T2T-CHM13 : o genoma humano gap-free

Data:

genoma

Saiba como foi possível obter o T2T-CHM13, o primeiro genoma humano gap-free

Autor | César H. Yokomizo

 

O genoma humano finalmente está completo! Você deve estar se perguntando: “mas já não estava?”. Bom, na verdade…não! 

 

O genoma humano que utilizamos como referência desde 2013 só cobria as regiões eucromáticas, que são regiões ativas e menos condensadas do DNA. 

 

Aproximadamente 8% desse genoma, contendo regiões heterocromáticas, permanecia desconhecido. 

 

 

Mas tudo isso mudou no final de março, quando o Consórcio Telomere-to-Telomere publicou a primeira sequência sem gaps do genoma humano, cobrindo todos os 3,055 bilhões de pares de bases que compõem nosso genoma. 

 

Já havíamos falado desse feito em junho de 2021, quando o grupo publicou um artigo do tipo preprint.
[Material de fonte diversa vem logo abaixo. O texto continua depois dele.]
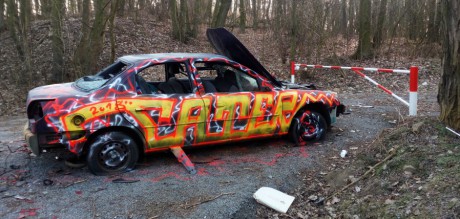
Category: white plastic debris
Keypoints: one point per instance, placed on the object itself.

No entanto, no final de março de 2022, o artigo completo finalmente foi publicado e disponibilizado, trazendo diversas informações novas e relevantes. 

 

O genoma recebeu o nome de T2T-CHM13 e possui montagens para todos os cromossomos, exceto para o cromossomo sexual Y. 

 

Diferentemente de outros genomas, o T2T-CHM13 não foi obtido diretamente de um indivíduo, mas de um tecido que se forma quando um espermatozóide fecunda um óvulo sem núcleo, uma linhagem celular chamada de mola hidatiforme completa. 

 

As células resultantes possuem cromossomos provenientes apenas do pai, e no caso o espermatozóide que fecundou o óvulo tinha continha o cromossomo sexual X, por isso o cromossomo Y não foi contemplado no genoma.    

 

Essa abordagem exclui a necessidade dos pesquisadores distinguirem entre dois conjuntos de cromossomos provenientes de diferentes pessoas.

 

O genoma também adiciona quase 200 milhões de pares de bases à sequência, onde foram mapeadas 1956 predições de genes, das quais 99 podem codificar para proteínas funcionais. 

 

Além disso, o T2T-CHM13 inclui diversas regiões complexas de serem sequenciadas, como os braços curtos de todos os cinco cromossomos acrocêntricos, permitindo que essas regiões complexas sejam utilizadas em estudos de variantes e de funcionalidade.

 

 

 

A conclusão do genoma sem gaps foi realizada utilizando diversas tecnologias de sequenciamento - ultralongas, PCR-Free, HiFi - que operam através de diferentes metodologias. 

 

A façanha provavelmente não teria sido possível sem a nova tecnologia de sequenciamento da que utiliza lasers para escanear longos trechos de DNA isolados de células – trechos com até 20.000 pares de bases por vez.

 

Como os métodos de sequenciamento convencionais lêem o DNA em pedaços menores de cada vez, remontar esses trechos é mais complexo. Sequências maiores são muito mais fáceis de montar, uma vez que são mais propensas a conter sequências que irão sobrepor.

 

O T2T-CHM13 representa um grande salto para compreendermos melhor nosso genoma!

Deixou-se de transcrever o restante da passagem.